Как было бы прекрасно, справедливо, — «законно», сказали бы нынешние ребята! — если б спустя двадцать два года не нам — ему случилось быть в Малом театре на представлении «Оптимистической трагедии», поставленной ленинградцами и привезенной в Москву для показа делегатам Двадцатого съезда… Быть на втором рождении…
Свидетелем бессмертия своей умершей было пьесы? Или очевидцем жизнью за него придуманного нового финала его, Вишневского, оптимистической трагедии — без заглавных букв, без кавычек?
В Малом театре, на авансцене, стояли живые, воскресшие, смеющиеся, мокрые от волнения и от нестерпимого зноя сияющих юпитеров, — стояли те, кто ушел от нас, погибнув, те, кто на самом деле сделал незабываемыми и девятнадцатый и семнадцатый. Из топок паровозов, где их сожгли, со дна моря, с камнями на шее, из рвов и болот, куда их скинули, расстрелянных, из лопухом поросших братских могил, — возвращенные к жизни силою искусства революции. И, верно, потеснились бы с ласкою, появись средь них коренастый, приземистый морячок в партикулярном сером пиджачке. Том самом, снятом с гвоздичка в ванной на Лаврушинском.
Очень недоставало его тут, его, вновь родившегося в этот вечер. Пишется это не затем, чтобы вызвать бедненькую слезку, слезку жалости. Жалости заслуживают другие. Вишневский жалости не заслуживает.
Вишневский победил. Правда, большой кровью.
Уроки истории всегда предметны, даже когда это уроки литературной истории.
Немножечко больше крови потрачено, чем надо. Немножечко больше нервов. Немножечко больше времени…
Старые времена не вернутся, не могут, не должны.

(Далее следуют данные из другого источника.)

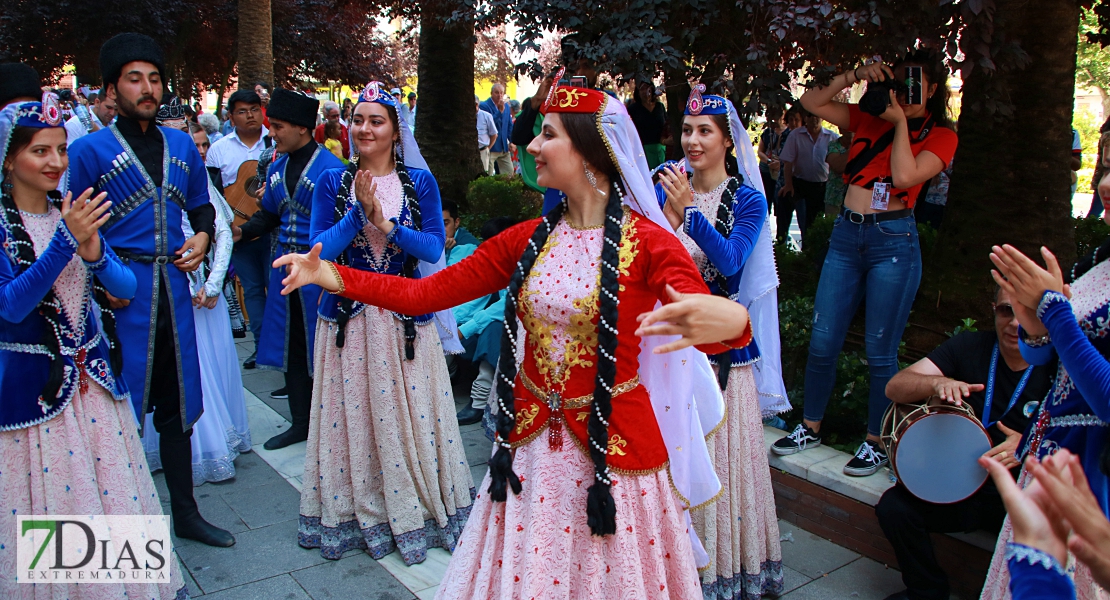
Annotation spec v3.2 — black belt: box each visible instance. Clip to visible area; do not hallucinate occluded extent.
[115,250,181,265]
[840,207,914,225]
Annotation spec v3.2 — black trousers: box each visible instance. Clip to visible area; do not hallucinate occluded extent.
[147,278,198,519]
[285,292,312,431]
[875,485,1006,600]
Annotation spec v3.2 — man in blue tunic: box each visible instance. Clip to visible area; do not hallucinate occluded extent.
[234,90,343,450]
[70,33,235,547]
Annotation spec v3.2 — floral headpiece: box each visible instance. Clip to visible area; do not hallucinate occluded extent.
[686,83,728,116]
[359,81,397,110]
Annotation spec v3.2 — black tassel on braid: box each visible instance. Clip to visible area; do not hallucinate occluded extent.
[0,189,65,408]
[490,201,566,502]
[586,180,624,536]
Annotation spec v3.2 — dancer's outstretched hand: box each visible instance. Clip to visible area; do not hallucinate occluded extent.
[273,244,340,296]
[636,285,748,354]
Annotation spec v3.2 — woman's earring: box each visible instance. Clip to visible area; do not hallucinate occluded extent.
[582,161,607,196]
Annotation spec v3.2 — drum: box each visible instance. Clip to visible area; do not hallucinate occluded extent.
[882,397,992,505]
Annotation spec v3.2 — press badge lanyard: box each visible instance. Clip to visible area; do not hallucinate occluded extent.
[982,342,1033,429]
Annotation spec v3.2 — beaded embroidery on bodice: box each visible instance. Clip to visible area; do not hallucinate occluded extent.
[20,206,87,339]
[352,171,404,271]
[677,179,728,273]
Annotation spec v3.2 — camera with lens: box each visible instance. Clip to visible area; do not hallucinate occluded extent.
[859,67,922,116]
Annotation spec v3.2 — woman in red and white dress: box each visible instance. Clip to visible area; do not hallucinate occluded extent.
[275,88,750,599]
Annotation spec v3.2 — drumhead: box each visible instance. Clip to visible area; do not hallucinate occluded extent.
[891,413,991,505]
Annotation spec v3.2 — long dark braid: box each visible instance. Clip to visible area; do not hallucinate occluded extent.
[490,200,566,502]
[0,185,65,407]
[586,179,624,536]
[397,156,423,360]
[1068,232,1110,475]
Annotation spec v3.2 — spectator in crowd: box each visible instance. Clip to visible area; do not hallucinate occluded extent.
[771,49,959,477]
[313,100,351,160]
[324,121,347,164]
[914,158,952,231]
[875,288,1055,600]
[778,109,839,244]
[1068,128,1083,197]
[444,211,515,425]
[407,92,416,132]
[204,90,273,369]
[756,108,786,211]
[443,200,478,258]
[65,90,115,144]
[480,83,513,175]
[196,112,223,144]
[825,131,851,216]
[628,73,667,169]
[773,105,805,242]
[474,94,500,175]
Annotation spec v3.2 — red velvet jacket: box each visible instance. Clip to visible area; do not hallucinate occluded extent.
[328,212,750,475]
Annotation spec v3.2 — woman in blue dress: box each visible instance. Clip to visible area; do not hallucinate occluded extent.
[297,82,475,565]
[982,228,1110,600]
[0,94,186,599]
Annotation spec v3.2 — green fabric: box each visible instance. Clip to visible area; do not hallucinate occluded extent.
[644,144,667,169]
[516,114,547,194]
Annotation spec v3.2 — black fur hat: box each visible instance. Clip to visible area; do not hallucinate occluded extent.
[266,89,320,129]
[0,62,42,108]
[100,33,165,85]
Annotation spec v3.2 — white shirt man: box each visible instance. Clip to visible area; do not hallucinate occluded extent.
[65,91,115,145]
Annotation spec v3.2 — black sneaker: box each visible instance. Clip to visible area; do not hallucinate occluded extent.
[770,423,821,456]
[844,440,888,477]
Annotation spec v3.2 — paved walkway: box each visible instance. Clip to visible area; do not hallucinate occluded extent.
[154,334,919,600]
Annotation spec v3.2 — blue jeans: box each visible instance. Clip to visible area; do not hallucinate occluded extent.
[231,235,270,352]
[804,215,921,435]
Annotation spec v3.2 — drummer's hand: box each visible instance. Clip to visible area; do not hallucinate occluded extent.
[982,421,1021,469]
[979,457,1070,565]
[932,377,983,406]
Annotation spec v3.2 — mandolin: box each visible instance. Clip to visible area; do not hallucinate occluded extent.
[223,161,262,226]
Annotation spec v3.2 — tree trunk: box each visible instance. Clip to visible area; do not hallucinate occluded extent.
[239,0,274,90]
[416,11,481,204]
[914,0,1079,330]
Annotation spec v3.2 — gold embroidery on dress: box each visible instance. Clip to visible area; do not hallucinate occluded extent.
[516,405,539,435]
[609,434,628,456]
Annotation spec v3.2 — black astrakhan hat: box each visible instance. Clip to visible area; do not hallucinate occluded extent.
[100,33,165,85]
[266,89,320,129]
[0,62,42,108]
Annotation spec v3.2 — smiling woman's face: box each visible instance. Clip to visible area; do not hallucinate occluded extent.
[3,128,69,192]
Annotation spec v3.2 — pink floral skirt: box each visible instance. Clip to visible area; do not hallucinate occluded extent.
[979,467,1110,600]
[297,306,474,565]
[690,365,783,600]
[435,436,702,600]
[0,382,188,600]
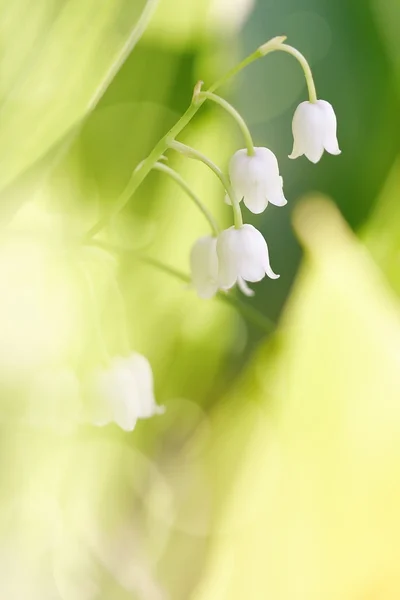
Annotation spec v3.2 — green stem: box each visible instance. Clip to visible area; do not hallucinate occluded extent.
[196,92,255,156]
[111,277,131,355]
[153,162,219,236]
[83,240,275,333]
[169,140,243,229]
[85,101,204,239]
[84,36,317,240]
[260,42,318,103]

Писать Вишневскому было бы и теперь не просто — писать вообще не просто, а поверять литературу сценой совсем уж сложно вопреки самоуверенной недавней декларации одного современного драматурга, возгласившего, что драматургия — дело нехитрое. Ему, разумеется, виднее, и так ему и надо.
Драматургия для Вишневского, да полагаю, что и для каждого из нас, — дело хитрое, мучительное, наисложнейшее.
Но теперь Вишневскому писать было бы просторней. Дышал бы лучше, свободней, глубже.
Как и все мы.
Оценки могут быть верными и ошибочными, мнения — объективными и субъективными, рецензии — умными и дурацкими, суждения — вежливыми и хамскими, но и оценки, и рецензии, и мнения, и суждения должны перестать и, к счастью, перестают быть приговорами в искусстве, утрачивают власть декрета, и это очень важно и благодетельно. Неудача, ошибка не караются, как незаконная варка самогона или, того хуже, нелегальный переход государственной границы, и это тоже очень важно и очень благодетельно для искусства.